Could somebody point into an appropriate direction?

Thanks in advance.

Lars

Lars,
The best way to do this is to tell glTexImage2D() that your texture is GL_RGB even though it contains no real color. Then, you can write a fragment shader that reads your pixels on the RGB channels and scales and assembles the values as you need.
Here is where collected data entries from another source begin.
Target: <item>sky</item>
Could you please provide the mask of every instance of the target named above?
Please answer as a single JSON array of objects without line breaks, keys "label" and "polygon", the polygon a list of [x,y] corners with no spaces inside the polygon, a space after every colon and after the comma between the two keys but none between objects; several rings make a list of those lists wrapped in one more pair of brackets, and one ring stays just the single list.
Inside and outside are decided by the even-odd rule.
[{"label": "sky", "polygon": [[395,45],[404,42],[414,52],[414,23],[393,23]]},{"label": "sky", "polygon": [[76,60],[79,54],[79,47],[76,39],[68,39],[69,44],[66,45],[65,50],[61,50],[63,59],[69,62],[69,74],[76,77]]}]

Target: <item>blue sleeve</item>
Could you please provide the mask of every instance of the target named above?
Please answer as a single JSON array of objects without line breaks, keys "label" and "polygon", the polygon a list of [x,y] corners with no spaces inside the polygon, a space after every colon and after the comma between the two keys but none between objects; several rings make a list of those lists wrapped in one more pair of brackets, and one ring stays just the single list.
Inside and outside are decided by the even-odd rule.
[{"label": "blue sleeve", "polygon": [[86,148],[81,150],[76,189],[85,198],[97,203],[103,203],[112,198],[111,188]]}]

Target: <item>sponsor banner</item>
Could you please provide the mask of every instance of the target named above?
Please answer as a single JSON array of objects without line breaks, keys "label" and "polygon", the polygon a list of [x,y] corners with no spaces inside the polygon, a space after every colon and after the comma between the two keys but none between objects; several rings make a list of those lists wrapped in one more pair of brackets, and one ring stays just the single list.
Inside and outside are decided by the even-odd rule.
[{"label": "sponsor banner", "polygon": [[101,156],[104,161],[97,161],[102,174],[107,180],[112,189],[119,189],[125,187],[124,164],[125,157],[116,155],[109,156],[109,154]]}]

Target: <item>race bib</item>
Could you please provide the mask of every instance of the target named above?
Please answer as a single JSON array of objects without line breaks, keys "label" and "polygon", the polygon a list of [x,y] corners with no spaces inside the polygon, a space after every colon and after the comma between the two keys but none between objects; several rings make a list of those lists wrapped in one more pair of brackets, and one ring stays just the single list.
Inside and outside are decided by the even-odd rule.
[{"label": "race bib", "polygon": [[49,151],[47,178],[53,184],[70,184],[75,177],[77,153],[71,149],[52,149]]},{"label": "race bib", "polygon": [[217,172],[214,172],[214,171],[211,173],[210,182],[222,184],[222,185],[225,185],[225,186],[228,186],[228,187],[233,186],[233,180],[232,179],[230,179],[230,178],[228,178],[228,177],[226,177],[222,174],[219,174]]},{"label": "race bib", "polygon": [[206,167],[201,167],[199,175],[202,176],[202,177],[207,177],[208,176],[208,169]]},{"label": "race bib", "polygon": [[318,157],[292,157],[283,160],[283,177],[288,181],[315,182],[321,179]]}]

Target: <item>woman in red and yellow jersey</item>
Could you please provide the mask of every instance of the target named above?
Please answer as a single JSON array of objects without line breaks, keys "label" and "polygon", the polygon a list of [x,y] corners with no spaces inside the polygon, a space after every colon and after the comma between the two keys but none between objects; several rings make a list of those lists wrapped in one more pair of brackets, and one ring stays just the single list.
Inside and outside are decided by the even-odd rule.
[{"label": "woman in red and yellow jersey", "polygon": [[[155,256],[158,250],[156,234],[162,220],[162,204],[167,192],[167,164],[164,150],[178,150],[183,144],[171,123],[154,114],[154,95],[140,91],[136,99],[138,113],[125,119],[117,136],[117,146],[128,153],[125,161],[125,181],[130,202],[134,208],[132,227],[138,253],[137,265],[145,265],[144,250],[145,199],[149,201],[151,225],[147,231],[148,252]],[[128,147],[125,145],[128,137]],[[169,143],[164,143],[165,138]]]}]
For example:

float color_low = texture2D(Texture, TexCoord).r;
float color_high = texture2D(Texture, TexCoord).g;
float unused = texture2D(Texture, TexCoord).b;

float color_final = (color_low * 0.25) + (color_high * 0.75);

This technique is often used in fragment shaders which perform color space conversions, (such as YCrCb to RGB) because it will execute faster as shader code.

Good Luck, Clay

Clay,

thanks for the input, this was of big value but I am still struggling:

I am starting from a 16 bit array that contains greyvalues + alpha (=65.535 always), each 2 bytes.
Then I do
glTexImage2D(GL_TEXTURE_2D, 0, GL_RGBA, (int)pixelSizeToUseForTexture.width, (int)pixelSizeToUseForTexture.height, 0, GL_RGBA, GL_UNSIGNED_BYTE, imageData);

as you suggested but using GL_RGBA instead of GL_LUMINANCE_ALPHA.
If I got you right, the greyvalue of 2 bytes is stored in R and G, the alpha value in B and A. This seems to be OK for B and A, also R and G seem to be correct in terms of the shape of the rendered result BUT all values > 255 have a darker intensity than expected.
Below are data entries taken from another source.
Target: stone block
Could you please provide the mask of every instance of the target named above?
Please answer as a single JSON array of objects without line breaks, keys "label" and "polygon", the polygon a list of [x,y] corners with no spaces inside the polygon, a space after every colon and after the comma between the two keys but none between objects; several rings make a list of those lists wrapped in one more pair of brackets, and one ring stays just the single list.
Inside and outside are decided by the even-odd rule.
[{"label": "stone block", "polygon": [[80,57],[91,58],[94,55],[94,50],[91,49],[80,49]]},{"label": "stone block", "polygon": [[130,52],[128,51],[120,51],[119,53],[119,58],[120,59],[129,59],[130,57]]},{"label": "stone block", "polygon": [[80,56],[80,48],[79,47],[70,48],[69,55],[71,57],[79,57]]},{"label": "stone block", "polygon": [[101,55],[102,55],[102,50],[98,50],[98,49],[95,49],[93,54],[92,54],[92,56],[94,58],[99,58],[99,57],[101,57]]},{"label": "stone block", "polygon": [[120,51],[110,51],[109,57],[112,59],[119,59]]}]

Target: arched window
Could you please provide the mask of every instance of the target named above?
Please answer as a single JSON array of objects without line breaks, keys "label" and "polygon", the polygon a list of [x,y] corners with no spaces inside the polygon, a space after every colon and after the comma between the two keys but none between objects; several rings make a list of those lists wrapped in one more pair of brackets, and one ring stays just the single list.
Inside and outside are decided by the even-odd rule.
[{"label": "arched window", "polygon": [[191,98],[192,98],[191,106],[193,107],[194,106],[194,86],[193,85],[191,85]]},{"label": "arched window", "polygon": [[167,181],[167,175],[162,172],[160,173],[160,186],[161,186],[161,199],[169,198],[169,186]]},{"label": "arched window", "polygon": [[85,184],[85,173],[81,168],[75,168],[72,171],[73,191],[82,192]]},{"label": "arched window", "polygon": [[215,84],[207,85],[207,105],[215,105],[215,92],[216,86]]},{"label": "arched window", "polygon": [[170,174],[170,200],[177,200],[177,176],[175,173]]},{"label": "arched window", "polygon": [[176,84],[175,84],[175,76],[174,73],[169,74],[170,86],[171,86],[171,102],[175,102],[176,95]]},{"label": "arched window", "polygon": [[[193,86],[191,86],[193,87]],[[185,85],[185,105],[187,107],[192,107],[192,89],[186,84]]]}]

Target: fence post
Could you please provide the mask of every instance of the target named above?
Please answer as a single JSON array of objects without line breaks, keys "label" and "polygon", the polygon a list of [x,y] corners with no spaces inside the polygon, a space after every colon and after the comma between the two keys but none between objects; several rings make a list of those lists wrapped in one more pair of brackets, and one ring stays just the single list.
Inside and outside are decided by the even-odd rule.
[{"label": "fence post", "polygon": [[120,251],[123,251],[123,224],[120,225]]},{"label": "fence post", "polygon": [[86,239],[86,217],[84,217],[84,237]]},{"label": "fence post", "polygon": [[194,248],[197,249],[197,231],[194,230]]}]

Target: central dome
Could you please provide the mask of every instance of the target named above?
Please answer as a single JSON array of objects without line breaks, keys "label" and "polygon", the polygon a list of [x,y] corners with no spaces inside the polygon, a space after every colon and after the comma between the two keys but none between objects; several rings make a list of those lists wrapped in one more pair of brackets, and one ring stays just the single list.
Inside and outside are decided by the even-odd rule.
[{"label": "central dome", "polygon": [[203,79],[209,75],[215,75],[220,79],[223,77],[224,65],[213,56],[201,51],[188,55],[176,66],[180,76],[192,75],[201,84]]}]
My expectation would be that if I have a pixel value of let’s say 300 that the R-component stores 255 and the G-component 45 but my texture never contains 1.0 as a value when the original pixel value is > 255.
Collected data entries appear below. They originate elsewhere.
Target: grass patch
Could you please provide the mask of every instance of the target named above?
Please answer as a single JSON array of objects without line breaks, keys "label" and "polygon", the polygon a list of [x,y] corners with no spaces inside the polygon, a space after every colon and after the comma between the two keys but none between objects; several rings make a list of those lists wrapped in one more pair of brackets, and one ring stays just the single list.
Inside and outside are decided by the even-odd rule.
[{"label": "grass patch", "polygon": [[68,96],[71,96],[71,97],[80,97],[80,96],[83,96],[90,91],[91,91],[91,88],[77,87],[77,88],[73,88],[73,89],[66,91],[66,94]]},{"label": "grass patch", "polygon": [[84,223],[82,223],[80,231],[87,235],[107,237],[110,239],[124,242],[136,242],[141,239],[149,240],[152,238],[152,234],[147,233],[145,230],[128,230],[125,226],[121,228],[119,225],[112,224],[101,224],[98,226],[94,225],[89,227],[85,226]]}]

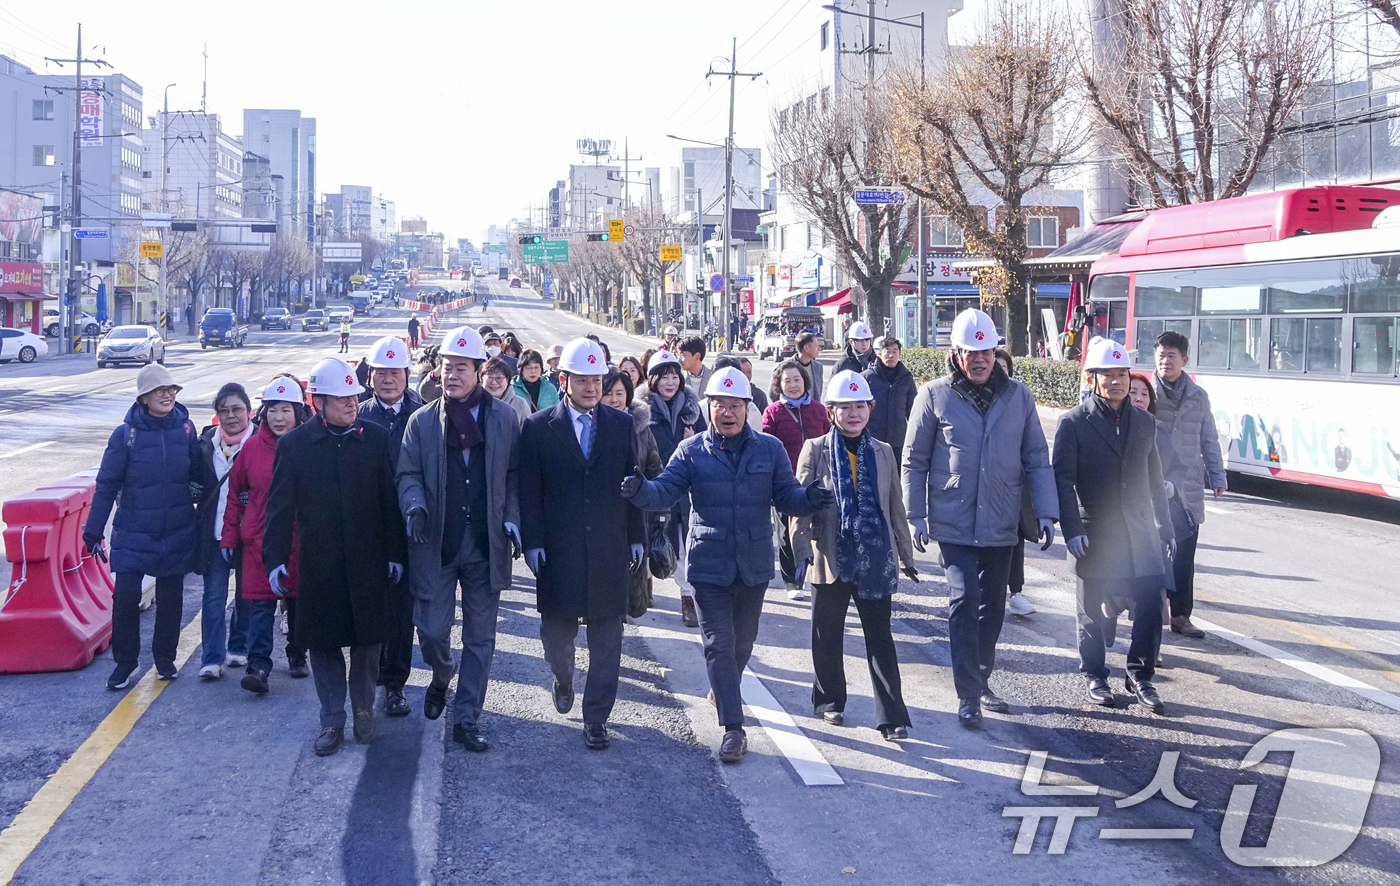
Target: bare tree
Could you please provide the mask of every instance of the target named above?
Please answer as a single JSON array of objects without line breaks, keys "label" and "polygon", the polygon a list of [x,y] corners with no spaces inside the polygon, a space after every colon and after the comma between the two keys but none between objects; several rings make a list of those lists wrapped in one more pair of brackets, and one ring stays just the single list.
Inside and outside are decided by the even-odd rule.
[{"label": "bare tree", "polygon": [[1120,3],[1121,70],[1081,67],[1104,142],[1121,154],[1139,202],[1170,206],[1245,193],[1318,83],[1328,4]]},{"label": "bare tree", "polygon": [[[1068,101],[1071,33],[1054,11],[993,0],[971,45],[925,83],[904,70],[888,144],[896,178],[963,231],[984,302],[1006,306],[1012,352],[1028,352],[1026,218],[1083,144]],[[1016,334],[1012,333],[1016,330]]]},{"label": "bare tree", "polygon": [[233,307],[237,308],[238,297],[245,283],[249,284],[250,288],[249,310],[258,307],[252,304],[251,284],[262,274],[264,255],[265,253],[253,250],[227,247],[215,247],[210,250],[210,262],[216,269],[219,282],[233,291]]},{"label": "bare tree", "polygon": [[1356,0],[1357,5],[1375,16],[1396,34],[1400,34],[1400,2],[1396,0]]},{"label": "bare tree", "polygon": [[[899,275],[913,215],[898,204],[856,205],[855,190],[888,186],[891,107],[869,89],[839,104],[827,92],[775,109],[771,146],[779,188],[835,243],[842,267],[864,294],[866,319],[881,328],[890,315],[890,284]],[[888,238],[888,245],[881,244]]]},{"label": "bare tree", "polygon": [[675,273],[679,261],[662,261],[663,245],[684,245],[686,234],[694,228],[677,224],[658,208],[639,207],[627,213],[627,221],[635,233],[622,243],[622,258],[642,287],[642,318],[646,329],[652,327],[654,310],[652,296],[665,289],[667,274]]}]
How is the mapping done between the 2 bytes and the two components R and G?

In my shader I need the original value of the 2 bytes greyvalue like below color_final =
highp float color_low = texture2D(inputImageTexture, textureCoordinate).r;
highp float color_high = texture2D(inputImageTexture, textureCoordinate).g;
highp float unused = texture2D(inputImageTexture, textureCoordinate).b;

highp float color_final = color_high + color_low;

color_low however, is much too low and I don’t know how both are constructed exactly.

Am I on the right path?

Thanks

Lars

Lars,

You have the right idea, but your math is wrong.  You can not split the bytes with subtraction.  Convert to hex instead.  300 in hex is 012C, so the two bytes are 01 and 2C (1 and 44 in decimal), which will be 1/255 and 44/255 as floats (0.00392 and 0.172549).  These would be the R and G component values for 300.  Neither of these is close to 1.0f

Also, you should not add color_high and color_low together until you have applied different scaling factors to them because you want color_high to have 256 times greater magnitude than color_low, so perhaps:

float color_final = (color_low + (color_high * 256.0)) / 256.0;

Regards, Clay

Clay,

Thanks so much for helping, after some trouble with Objective C it works and is also quite speedy.